Abrehot Library (Amharic: አብርሆት ቤተ መፅሃፍት) is a public library in Addis Ababa, Ethiopia. It was officially opened in January 2022 in a ceremony presided over by Prime Minister Abiy Ahmed who initiated the project.

== Background ==
Built at a cost of over 1.1 billion birr, and at a size of 19,000 square meters, it is the largest library in Ethiopia. Abrehot, meaning ‘Enlightenment’, in the Amharic language, is located in front of the Ethiopian Parliament Building.

The building was designed by ZIAS Design International PLC, construction of the 19,000-square-meter facility took almost two years. The 4-storey facility, the biggest public library in the country, is equipped with 1.5 km long shelves that are capable of holding 1.4 million books, and can accommodate more than 2,000 users at a time. The design of Abrehot is centered on three areas, making use of both outdoor and indoor learning spaces.

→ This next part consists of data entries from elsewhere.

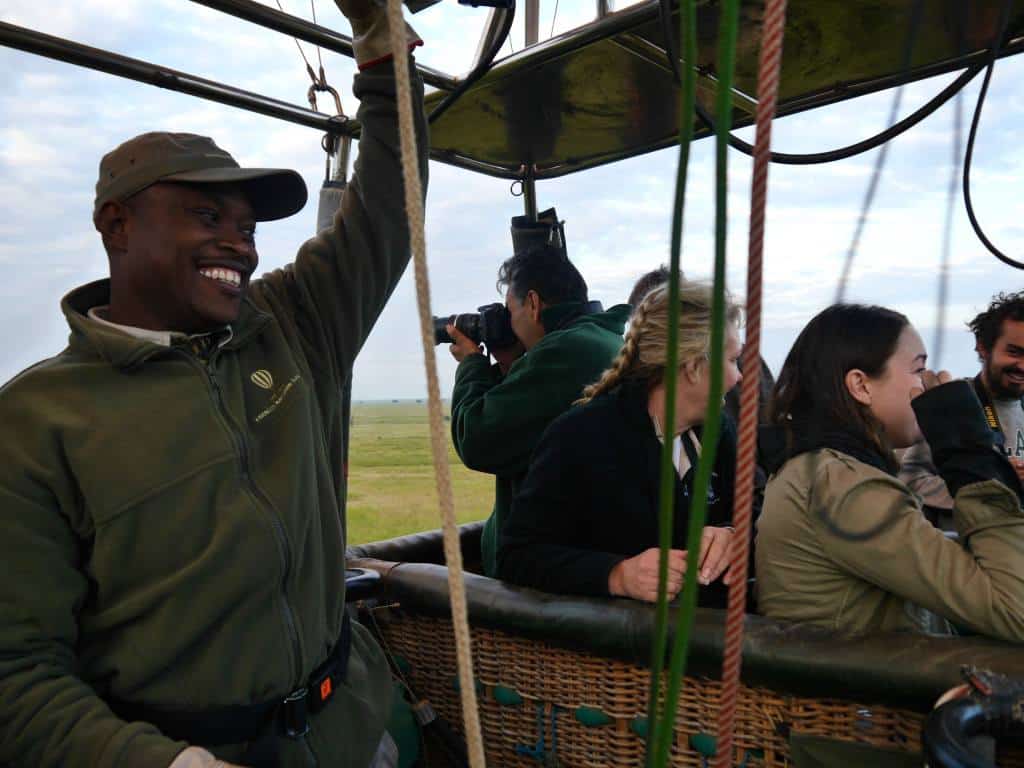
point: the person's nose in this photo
(242, 244)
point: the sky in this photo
(57, 120)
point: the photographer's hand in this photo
(463, 346)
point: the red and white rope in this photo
(768, 75)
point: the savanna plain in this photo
(391, 488)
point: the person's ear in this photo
(692, 370)
(110, 222)
(858, 384)
(536, 305)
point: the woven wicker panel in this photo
(553, 683)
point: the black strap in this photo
(250, 723)
(988, 408)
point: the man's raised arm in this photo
(343, 276)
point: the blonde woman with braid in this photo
(585, 519)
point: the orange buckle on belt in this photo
(327, 689)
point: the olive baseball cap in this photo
(144, 160)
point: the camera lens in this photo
(440, 330)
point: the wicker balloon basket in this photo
(546, 706)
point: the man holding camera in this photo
(172, 483)
(500, 412)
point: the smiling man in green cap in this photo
(172, 485)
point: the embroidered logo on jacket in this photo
(262, 379)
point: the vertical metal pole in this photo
(531, 20)
(529, 194)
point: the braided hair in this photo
(643, 353)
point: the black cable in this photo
(960, 11)
(993, 54)
(842, 153)
(480, 70)
(916, 14)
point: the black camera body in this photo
(491, 325)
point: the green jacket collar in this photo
(558, 316)
(125, 351)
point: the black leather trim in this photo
(899, 670)
(425, 547)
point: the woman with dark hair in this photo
(586, 518)
(842, 543)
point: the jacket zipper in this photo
(260, 500)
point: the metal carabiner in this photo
(337, 146)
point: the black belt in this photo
(252, 723)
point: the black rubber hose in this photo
(829, 156)
(479, 71)
(947, 733)
(969, 156)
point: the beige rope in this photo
(438, 441)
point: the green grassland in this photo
(391, 486)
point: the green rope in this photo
(726, 61)
(688, 36)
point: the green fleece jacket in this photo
(173, 527)
(844, 545)
(497, 422)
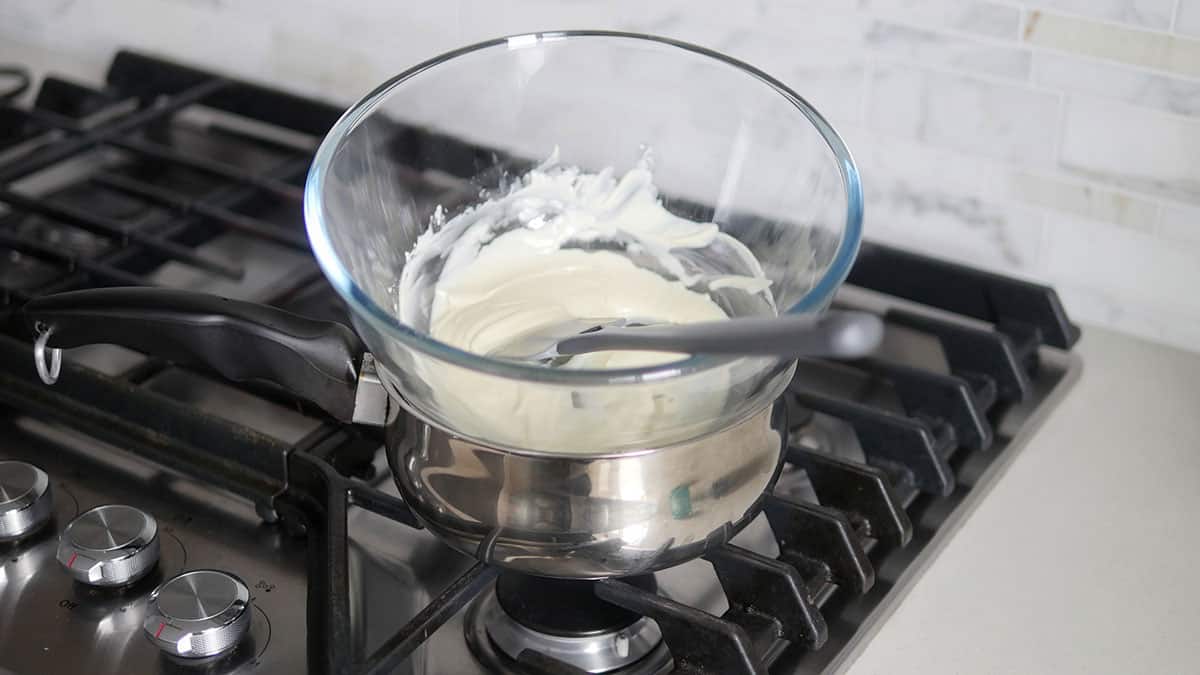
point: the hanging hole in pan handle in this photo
(47, 370)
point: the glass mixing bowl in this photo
(730, 145)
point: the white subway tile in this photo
(991, 234)
(1146, 13)
(1105, 41)
(945, 203)
(1132, 148)
(1084, 199)
(997, 120)
(1137, 87)
(1137, 266)
(991, 19)
(1187, 18)
(924, 47)
(1181, 223)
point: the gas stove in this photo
(155, 519)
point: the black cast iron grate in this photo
(145, 192)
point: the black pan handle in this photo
(317, 360)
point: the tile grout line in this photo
(1105, 21)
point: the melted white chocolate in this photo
(561, 246)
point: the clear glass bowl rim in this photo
(388, 326)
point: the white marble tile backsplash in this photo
(1055, 139)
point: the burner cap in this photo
(564, 607)
(580, 629)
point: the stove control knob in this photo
(109, 545)
(25, 502)
(199, 613)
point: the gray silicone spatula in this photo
(840, 334)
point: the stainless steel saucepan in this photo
(570, 490)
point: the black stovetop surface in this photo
(171, 175)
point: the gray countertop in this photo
(1080, 559)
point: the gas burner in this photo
(525, 617)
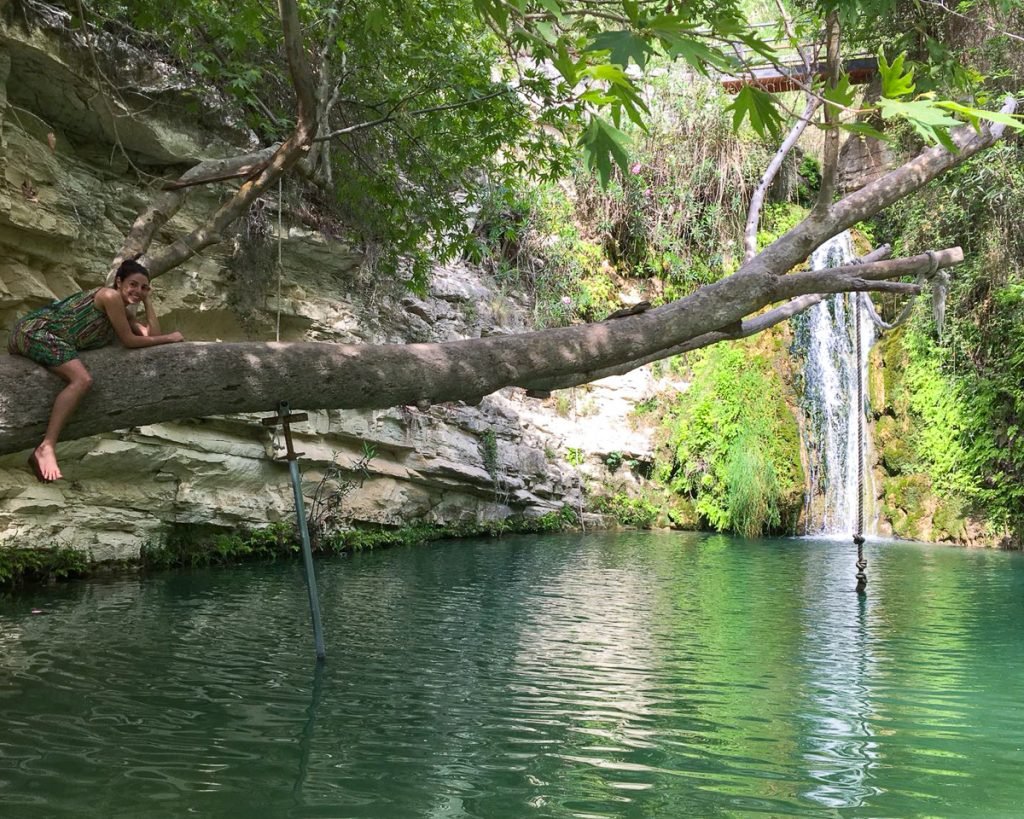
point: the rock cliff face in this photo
(73, 177)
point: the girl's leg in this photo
(79, 382)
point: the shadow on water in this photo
(631, 675)
(306, 740)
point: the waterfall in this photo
(824, 336)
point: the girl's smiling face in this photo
(133, 288)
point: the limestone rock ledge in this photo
(64, 210)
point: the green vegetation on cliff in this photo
(734, 444)
(956, 402)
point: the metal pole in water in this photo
(285, 417)
(858, 536)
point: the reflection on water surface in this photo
(636, 675)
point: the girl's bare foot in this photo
(44, 463)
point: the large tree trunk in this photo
(145, 386)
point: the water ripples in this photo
(599, 676)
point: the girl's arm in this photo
(152, 326)
(109, 300)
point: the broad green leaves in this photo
(603, 143)
(758, 109)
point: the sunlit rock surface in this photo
(64, 211)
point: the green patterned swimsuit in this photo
(53, 335)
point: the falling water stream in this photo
(825, 336)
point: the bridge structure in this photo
(790, 72)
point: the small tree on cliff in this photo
(576, 68)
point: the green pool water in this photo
(629, 675)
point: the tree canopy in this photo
(398, 113)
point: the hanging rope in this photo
(281, 199)
(858, 536)
(940, 286)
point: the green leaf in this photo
(602, 143)
(862, 129)
(927, 118)
(842, 94)
(759, 108)
(895, 83)
(623, 45)
(972, 115)
(554, 7)
(697, 54)
(565, 65)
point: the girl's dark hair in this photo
(129, 266)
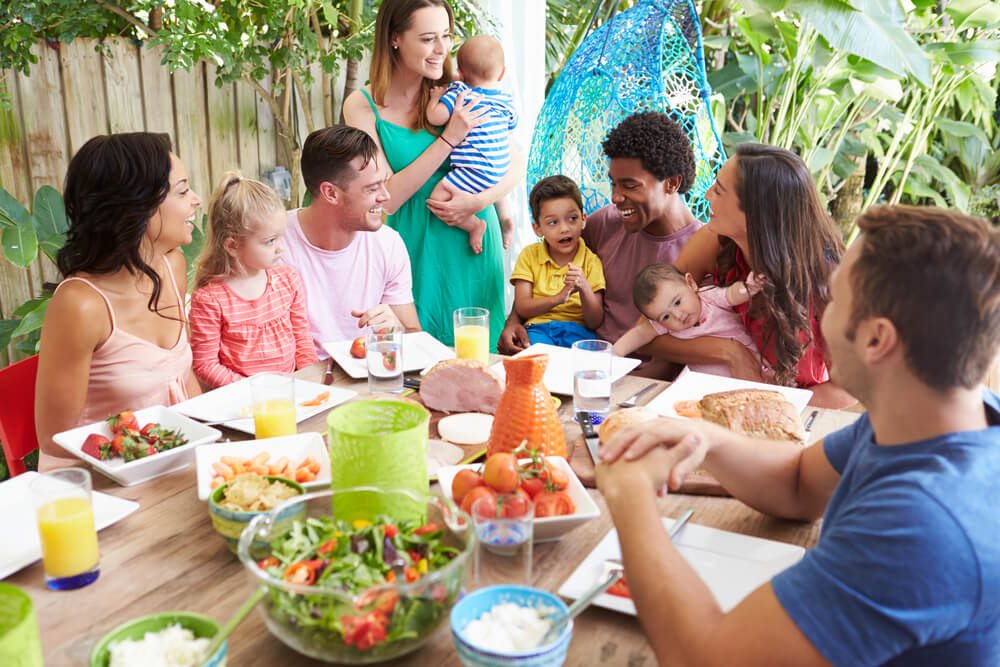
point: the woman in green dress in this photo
(410, 58)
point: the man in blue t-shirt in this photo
(907, 567)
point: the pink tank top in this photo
(131, 373)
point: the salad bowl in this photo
(353, 589)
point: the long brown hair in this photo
(394, 17)
(792, 241)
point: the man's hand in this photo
(378, 316)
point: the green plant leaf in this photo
(20, 244)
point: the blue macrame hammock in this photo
(647, 58)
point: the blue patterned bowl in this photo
(474, 605)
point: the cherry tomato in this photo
(465, 481)
(500, 472)
(486, 508)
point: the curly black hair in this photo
(658, 141)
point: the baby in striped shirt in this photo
(482, 159)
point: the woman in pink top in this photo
(115, 336)
(248, 314)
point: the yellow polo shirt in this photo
(547, 279)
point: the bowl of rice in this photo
(233, 505)
(178, 638)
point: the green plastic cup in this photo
(19, 642)
(382, 444)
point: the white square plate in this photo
(20, 546)
(295, 447)
(420, 350)
(547, 528)
(693, 386)
(559, 373)
(730, 564)
(234, 399)
(149, 467)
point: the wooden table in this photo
(166, 556)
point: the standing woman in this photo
(115, 333)
(410, 58)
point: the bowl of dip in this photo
(503, 625)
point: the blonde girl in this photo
(248, 313)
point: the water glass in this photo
(472, 334)
(504, 528)
(384, 351)
(592, 378)
(65, 517)
(273, 400)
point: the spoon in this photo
(613, 571)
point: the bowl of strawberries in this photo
(561, 502)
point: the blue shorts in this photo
(562, 334)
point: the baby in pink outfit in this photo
(672, 303)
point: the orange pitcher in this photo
(526, 411)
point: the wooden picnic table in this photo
(166, 556)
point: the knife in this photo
(589, 434)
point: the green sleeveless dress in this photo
(446, 273)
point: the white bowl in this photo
(547, 528)
(295, 447)
(141, 470)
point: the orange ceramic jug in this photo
(526, 410)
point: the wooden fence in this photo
(75, 92)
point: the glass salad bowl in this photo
(347, 587)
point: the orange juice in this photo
(69, 540)
(472, 342)
(274, 418)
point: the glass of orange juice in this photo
(66, 529)
(472, 334)
(273, 396)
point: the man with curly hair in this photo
(647, 222)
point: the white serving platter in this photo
(548, 528)
(235, 400)
(693, 386)
(420, 351)
(558, 377)
(730, 564)
(20, 546)
(141, 470)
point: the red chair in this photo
(17, 413)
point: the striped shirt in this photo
(233, 338)
(482, 159)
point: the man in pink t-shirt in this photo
(651, 167)
(355, 270)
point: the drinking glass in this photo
(66, 529)
(592, 378)
(472, 334)
(384, 358)
(504, 528)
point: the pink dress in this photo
(131, 373)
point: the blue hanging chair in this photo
(647, 58)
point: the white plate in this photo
(730, 564)
(20, 546)
(692, 386)
(295, 447)
(420, 350)
(559, 372)
(547, 528)
(234, 399)
(149, 467)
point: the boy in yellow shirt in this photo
(558, 282)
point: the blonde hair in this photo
(394, 17)
(236, 208)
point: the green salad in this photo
(353, 567)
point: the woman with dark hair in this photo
(115, 333)
(410, 59)
(767, 218)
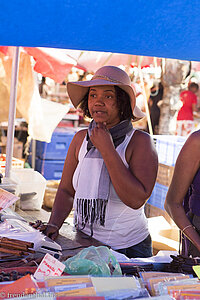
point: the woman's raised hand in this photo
(101, 137)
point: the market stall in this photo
(155, 29)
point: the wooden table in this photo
(71, 241)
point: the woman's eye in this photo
(92, 95)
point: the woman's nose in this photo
(99, 100)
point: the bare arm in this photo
(134, 184)
(187, 164)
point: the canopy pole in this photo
(12, 112)
(145, 101)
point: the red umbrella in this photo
(92, 60)
(54, 64)
(50, 62)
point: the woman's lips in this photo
(99, 113)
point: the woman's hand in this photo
(49, 230)
(101, 138)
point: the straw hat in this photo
(107, 75)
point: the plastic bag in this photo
(96, 261)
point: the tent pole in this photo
(12, 112)
(145, 102)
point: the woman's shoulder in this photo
(193, 141)
(194, 138)
(140, 142)
(140, 136)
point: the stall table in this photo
(70, 241)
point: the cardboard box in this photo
(17, 147)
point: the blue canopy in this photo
(160, 28)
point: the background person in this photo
(110, 169)
(185, 117)
(182, 200)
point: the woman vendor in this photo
(110, 169)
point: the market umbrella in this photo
(54, 64)
(93, 60)
(150, 28)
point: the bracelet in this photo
(53, 225)
(187, 227)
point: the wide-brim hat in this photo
(107, 75)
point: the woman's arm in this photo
(187, 165)
(64, 197)
(134, 184)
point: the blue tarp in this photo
(160, 28)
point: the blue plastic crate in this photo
(158, 196)
(50, 169)
(168, 148)
(58, 147)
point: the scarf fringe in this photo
(90, 211)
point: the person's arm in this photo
(187, 164)
(134, 184)
(195, 110)
(64, 197)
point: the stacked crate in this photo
(168, 148)
(50, 157)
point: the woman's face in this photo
(102, 104)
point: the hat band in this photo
(105, 78)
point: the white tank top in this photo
(124, 226)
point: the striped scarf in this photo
(91, 206)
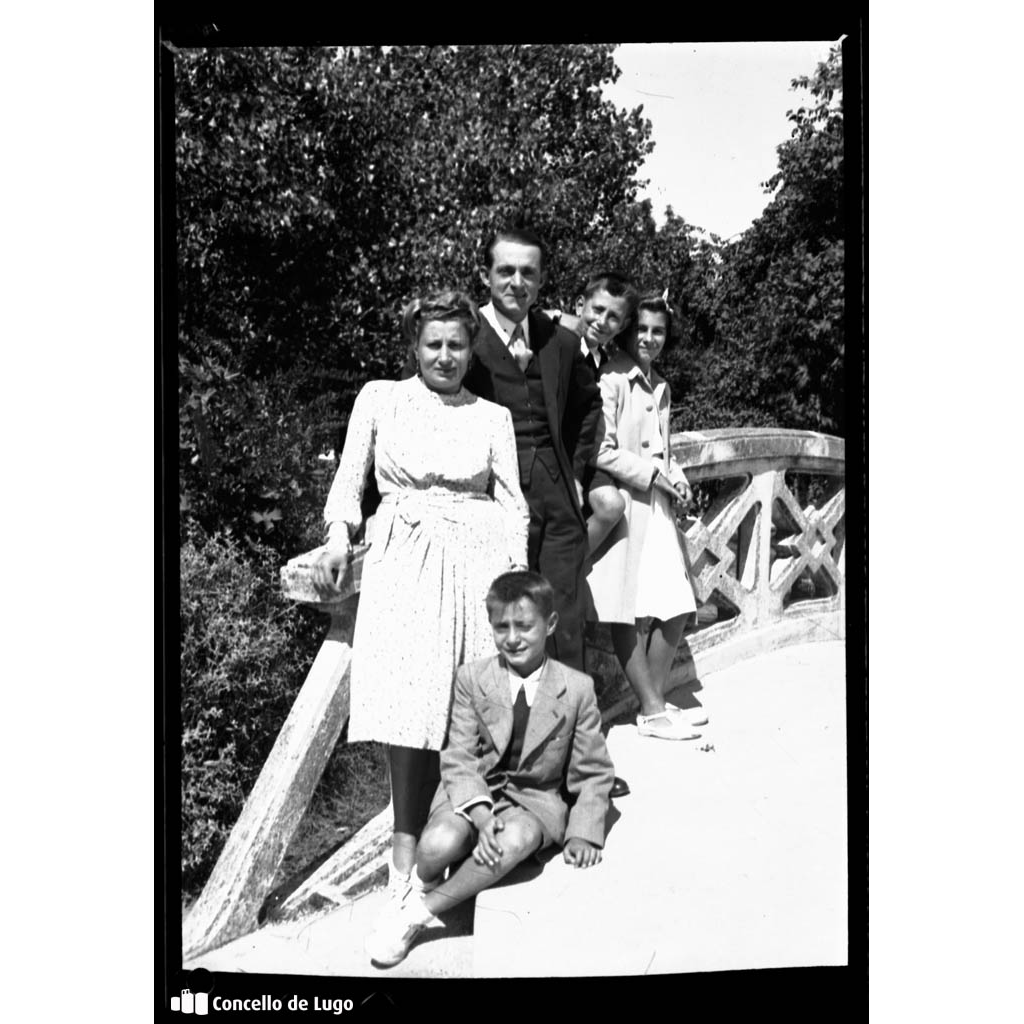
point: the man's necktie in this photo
(519, 349)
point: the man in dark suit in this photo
(536, 370)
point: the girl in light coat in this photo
(639, 571)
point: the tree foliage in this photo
(777, 306)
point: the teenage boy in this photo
(524, 730)
(605, 309)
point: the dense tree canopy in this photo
(777, 306)
(318, 189)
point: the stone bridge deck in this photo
(729, 853)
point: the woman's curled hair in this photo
(444, 305)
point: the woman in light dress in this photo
(452, 517)
(639, 571)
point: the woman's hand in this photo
(679, 493)
(329, 567)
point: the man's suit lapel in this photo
(489, 348)
(496, 709)
(542, 334)
(547, 713)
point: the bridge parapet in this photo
(766, 548)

The Knowledge Garden is an outdoor space, delineated by lines of Olive trees and with a central planting of four Sessa legume trees to form a natural performance area. The Knowledge Springs is a dedicated online learning zone. The Knowledge Centre is the library itself. It also has 8 bookstores, a meeting room, cafeteria, and a children's reading area. The library operates 24 hours a day, including weekends and public holidays, though it may briefly close during the early morning for daily maintenance and cleaning.

A number of bodies and private individuals responded to a government call to donate books to Abrehot including Book Aid International, Ethiopia Reads, and the office of the Prime Minister.
Abrehot library also currently houses more than 300,000 local and 120,000 international research papers.